Baz Luhrmann deserves credit for being daring—and for upping the dare with each movie. After 1992's affable Strictly Ballroom, he made a version of Romeo And Juliet that the MTV generation had been unwittingly conditioned to embrace, then returned with Moulin Rouge!, which put 19th-century melodrama, 20th-century music, broad comedy, and high tragedy into a supercollider that could just as easily have produced a black hole as the resulting transcendent fusion. Luhrmann traffics in theatrical artifice but still finds room for overwhelming emotion, a delicate balancing act that never finds footing in the historical epic Australia. It might be the genre itself that defeated him: Epics demand a you-are-there immediacy, but Luhrmann's at his best when working one step away from reality. And while there are gestures in that direction here, he mostly lets the sweep of history drag his characters behind it, kicking up a lot of sand without moving the earth.


Still, points for daring: Set in the years leading up to Japan's bombing of the Northern Territory city of Darwin, Luhrmann's film attempts to squeeze issues at the core of Australian identity into a storybook framework. A boy named Nullah (Brandon Walters), whose mixed racial heritage makes him vulnerable to forcible government removal under the Aboriginal Protection Act, serves as the narrator, recounting the tale of Faraway Downs, a cattle ranch that's the lone holdout against the area's resident baron (Bryan Brown). After Faraway Downs' owner dies under mysterious circumstances, his regal English wife (Nicole Kidman) arrives to assume control, receiving a crash course in the ways of the country courtesy of a man known only as Drover (Hugh Jackman).
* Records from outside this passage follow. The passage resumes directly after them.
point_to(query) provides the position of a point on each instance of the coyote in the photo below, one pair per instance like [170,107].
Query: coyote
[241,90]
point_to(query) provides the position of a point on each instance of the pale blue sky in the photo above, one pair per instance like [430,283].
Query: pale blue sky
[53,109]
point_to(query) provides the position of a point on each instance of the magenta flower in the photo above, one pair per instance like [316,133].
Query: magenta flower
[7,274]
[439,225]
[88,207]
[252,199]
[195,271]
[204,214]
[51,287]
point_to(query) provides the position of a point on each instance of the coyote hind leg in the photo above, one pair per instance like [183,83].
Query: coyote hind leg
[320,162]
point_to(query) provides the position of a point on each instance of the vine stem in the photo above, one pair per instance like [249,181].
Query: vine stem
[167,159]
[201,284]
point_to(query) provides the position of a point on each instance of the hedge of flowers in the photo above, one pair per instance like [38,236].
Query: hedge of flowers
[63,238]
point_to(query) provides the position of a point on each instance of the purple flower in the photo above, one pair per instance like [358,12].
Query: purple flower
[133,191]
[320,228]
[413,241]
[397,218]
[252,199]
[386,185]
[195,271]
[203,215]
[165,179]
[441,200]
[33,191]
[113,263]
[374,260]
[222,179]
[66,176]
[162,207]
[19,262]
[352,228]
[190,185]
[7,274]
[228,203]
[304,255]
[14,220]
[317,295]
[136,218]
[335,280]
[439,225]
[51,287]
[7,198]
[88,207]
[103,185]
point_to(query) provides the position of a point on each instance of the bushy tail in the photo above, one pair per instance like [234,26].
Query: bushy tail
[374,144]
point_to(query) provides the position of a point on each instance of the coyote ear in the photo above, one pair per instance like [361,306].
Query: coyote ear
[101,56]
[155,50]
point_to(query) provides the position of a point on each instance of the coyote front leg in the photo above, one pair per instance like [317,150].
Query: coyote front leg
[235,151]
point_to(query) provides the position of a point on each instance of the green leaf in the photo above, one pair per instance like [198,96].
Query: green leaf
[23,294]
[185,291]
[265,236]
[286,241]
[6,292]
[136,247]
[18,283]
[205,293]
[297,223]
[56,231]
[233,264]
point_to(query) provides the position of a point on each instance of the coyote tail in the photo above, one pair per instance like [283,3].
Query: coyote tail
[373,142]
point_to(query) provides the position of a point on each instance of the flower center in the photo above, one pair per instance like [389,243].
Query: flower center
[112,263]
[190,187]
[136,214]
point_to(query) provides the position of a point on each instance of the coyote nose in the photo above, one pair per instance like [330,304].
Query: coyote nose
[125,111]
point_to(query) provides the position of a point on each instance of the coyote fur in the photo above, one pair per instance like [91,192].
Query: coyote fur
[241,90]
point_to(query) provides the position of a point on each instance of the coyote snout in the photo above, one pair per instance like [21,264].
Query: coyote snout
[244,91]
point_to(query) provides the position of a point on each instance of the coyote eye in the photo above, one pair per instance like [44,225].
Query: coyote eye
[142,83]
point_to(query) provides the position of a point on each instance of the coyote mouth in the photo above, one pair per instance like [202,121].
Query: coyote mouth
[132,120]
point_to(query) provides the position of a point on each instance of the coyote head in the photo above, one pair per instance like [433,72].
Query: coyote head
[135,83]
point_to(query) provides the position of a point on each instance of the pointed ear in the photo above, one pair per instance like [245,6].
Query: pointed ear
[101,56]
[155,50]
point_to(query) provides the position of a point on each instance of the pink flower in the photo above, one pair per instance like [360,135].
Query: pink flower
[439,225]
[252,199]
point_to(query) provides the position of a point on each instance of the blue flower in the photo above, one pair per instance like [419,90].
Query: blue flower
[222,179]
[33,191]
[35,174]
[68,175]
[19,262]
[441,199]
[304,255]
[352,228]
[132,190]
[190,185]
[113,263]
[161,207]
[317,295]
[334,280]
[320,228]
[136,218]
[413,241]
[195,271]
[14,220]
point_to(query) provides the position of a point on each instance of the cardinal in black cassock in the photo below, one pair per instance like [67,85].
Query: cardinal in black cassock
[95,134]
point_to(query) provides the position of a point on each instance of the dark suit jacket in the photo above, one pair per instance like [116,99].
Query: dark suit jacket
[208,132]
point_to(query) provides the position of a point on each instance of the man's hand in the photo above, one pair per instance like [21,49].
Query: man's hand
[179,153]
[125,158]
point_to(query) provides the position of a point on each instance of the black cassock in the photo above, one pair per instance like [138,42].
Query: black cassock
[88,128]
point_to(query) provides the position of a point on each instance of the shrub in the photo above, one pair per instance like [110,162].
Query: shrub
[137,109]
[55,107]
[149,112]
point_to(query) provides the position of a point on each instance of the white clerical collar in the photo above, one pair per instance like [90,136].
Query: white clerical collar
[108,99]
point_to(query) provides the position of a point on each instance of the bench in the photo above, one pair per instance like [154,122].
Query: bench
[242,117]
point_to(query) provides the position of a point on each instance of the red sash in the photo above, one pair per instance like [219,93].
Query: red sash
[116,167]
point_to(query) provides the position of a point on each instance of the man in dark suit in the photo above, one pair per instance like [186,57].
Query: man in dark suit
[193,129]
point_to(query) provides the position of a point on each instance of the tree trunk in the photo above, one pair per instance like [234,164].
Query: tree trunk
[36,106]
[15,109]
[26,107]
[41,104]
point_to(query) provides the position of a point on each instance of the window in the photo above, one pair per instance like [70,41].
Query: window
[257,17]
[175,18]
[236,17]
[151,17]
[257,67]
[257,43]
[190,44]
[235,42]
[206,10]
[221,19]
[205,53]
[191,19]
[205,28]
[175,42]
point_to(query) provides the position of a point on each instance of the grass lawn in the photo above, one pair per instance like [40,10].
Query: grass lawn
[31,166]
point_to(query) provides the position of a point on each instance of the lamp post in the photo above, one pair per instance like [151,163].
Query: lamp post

With the title acting as an imperative to tell a story that helps defines his home, Luhrmann possesses ambition as huge as the film's open country, but after a rough-and-tumble comedic opening, little directorial vision beyond his trademark frenetic pace remains. Even that feels out of place. Australia hurries to get nowhere, finding and losing momentum amidst the jutting cliffs and endless plains. Only one sequence, a long cattle drive through harsh terrain, works on its own terms. The rest alternates earnest grappling with Australia's troubled racial history, half-earned mysticism, and a surprisingly perfunctory romance between Jackman—charming as an Outback-sculpted man in his element—and Kidman, who never quite loses the cartoon Katharine Hepburn veneer of her character's first appearance. It almost goes without saying that the film looks gorgeous, but the filmmaking behind it feels unsure how to work on this grand a scale. Australia is big. But it never fills the screen.